Hal tersebut disampaikan Mendagri dalam Rapat Koordinasi Pengendalian Inflasi yang digelar di Aula Pemerintah Provinsi Kepulauan Riau, Tanjungpinang, Senin (9/3/2026). Rapat tersebut juga dirangkaikan dengan evaluasi dukungan pemerintah daerah terhadap Program Tiga Juta Rumah.
Dalam kesempatan itu, Tito Karnavian mengingatkan masyarakat agar tidak melakukan pembelian secara berlebihan atau panic buying, karena hal tersebut justru dapat memicu gangguan distribusi dan berpotensi memengaruhi stabilitas harga di pasar.
“Ketersediaan pangan kita cukup, terutama beras. Jadi masyarakat tidak perlu panik atau membeli secara berlebihan,” ujarnya.
Ia menjelaskan bahwa Indonesia saat ini memiliki cadangan beras nasional sekitar 4 juta ton.
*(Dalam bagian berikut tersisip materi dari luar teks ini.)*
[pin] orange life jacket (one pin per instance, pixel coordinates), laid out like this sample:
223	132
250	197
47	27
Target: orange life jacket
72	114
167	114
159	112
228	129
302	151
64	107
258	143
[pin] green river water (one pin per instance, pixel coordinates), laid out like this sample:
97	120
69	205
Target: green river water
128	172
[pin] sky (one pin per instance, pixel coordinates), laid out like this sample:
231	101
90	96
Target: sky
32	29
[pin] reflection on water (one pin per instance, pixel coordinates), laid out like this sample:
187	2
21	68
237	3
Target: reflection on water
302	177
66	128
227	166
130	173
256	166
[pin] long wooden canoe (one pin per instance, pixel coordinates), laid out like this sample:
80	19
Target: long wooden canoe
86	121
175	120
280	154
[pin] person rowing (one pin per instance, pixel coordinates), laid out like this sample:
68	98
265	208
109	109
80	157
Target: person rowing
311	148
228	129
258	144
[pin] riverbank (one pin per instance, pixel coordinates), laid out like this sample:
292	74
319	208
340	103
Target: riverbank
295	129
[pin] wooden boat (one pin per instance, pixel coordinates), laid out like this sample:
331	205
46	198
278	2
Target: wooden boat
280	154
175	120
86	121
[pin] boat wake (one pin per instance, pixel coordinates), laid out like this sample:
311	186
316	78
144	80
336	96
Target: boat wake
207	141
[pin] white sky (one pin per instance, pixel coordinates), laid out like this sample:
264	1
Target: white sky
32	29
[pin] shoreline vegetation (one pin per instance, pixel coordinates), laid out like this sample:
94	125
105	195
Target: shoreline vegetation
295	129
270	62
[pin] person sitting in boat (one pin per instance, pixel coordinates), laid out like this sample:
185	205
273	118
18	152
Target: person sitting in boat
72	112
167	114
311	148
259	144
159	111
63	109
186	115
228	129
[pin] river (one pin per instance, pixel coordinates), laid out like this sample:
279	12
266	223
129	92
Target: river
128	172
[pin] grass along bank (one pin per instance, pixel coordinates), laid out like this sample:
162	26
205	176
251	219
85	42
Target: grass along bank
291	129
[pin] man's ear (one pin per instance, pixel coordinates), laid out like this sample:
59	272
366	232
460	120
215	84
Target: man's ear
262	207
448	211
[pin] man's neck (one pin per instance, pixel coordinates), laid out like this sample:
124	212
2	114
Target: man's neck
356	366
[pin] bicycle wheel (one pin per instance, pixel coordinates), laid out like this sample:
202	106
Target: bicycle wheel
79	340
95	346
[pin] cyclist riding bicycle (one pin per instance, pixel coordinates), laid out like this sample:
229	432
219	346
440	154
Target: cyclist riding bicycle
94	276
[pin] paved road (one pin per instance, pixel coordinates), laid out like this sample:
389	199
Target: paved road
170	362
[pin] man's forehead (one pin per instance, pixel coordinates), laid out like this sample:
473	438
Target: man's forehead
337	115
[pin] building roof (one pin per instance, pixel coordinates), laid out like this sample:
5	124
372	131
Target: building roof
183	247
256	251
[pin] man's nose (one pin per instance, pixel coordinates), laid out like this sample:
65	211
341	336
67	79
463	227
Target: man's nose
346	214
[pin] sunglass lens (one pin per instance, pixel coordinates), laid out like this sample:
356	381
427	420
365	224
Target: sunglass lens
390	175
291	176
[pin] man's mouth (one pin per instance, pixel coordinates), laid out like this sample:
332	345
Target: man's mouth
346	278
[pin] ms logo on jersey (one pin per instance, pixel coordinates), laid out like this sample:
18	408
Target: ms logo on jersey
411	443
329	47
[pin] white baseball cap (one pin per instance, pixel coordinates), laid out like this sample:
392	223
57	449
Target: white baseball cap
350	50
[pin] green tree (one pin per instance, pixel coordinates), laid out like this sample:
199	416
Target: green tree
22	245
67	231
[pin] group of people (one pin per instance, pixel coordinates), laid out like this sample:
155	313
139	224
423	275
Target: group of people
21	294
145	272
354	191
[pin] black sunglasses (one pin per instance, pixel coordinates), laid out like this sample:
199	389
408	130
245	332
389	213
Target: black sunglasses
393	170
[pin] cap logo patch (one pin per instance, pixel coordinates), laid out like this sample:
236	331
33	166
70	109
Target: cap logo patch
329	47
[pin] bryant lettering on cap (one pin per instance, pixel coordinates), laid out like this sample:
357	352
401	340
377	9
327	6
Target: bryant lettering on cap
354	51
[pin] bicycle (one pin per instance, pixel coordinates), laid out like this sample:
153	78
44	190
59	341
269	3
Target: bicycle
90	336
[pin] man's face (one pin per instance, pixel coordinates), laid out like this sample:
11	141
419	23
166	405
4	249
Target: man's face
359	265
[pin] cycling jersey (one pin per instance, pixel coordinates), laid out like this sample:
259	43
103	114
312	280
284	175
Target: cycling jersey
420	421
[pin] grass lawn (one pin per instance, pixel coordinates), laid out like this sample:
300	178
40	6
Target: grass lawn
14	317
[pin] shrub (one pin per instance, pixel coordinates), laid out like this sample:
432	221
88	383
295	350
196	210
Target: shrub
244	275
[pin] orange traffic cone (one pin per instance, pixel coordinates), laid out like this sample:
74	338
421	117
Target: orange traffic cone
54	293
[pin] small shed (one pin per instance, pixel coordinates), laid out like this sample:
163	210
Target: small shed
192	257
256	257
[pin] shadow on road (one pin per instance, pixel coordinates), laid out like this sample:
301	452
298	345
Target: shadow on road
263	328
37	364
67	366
Dari jumlah tersebut, pemerintah melalui Perum Bulog baru menyalurkan sekitar 1 juta ton melalui program Stabilisasi Pasokan dan Harga Pangan (SPHP).
Menurutnya, kondisi tersebut menunjukkan bahwa stok beras nasional masih sangat mencukupi untuk memenuhi kebutuhan masyarakat hingga beberapa waktu ke depan.
Selain itu, Mendagri juga meminta pemerintah daerah untuk aktif menjaga stabilitas harga menjelang hari raya dengan memperkuat koordinasi bersama distributor, pedagang pasar, dan pihak terkait lainnya.
Kepala daerah juga didorong untuk rutin menggelar Gerakan Pasar Murah guna membantu masyarakat memperoleh bahan pokok dengan harga yang lebih terjangkau.
“Peran pemerintah daerah sangat penting untuk memastikan distribusi pangan berjalan lancar dan masyarakat merasa tenang karena ketersediaan bahan pokok tetap aman,” katanya.
Rapat koordinasi tersebut turut dihadiri Kepala Badan Pusat Statistik (BPS) Amalia Adininggar Widyasanti, Gubernur Kepulauan Riau Ansar Ahmad, serta jajaran Forum Koordinasi Pimpinan Daerah (Forkopimda). Kegiatan ini juga diikuti secara virtual oleh kepala daerah dari seluruh Indonesia.
Pemerintah berharap sinergi antara pemerintah pusat dan daerah dapat menjaga stabilitas pasokan dan harga pangan sehingga masyarakat dapat menjalani Idulfitri dengan nyaman.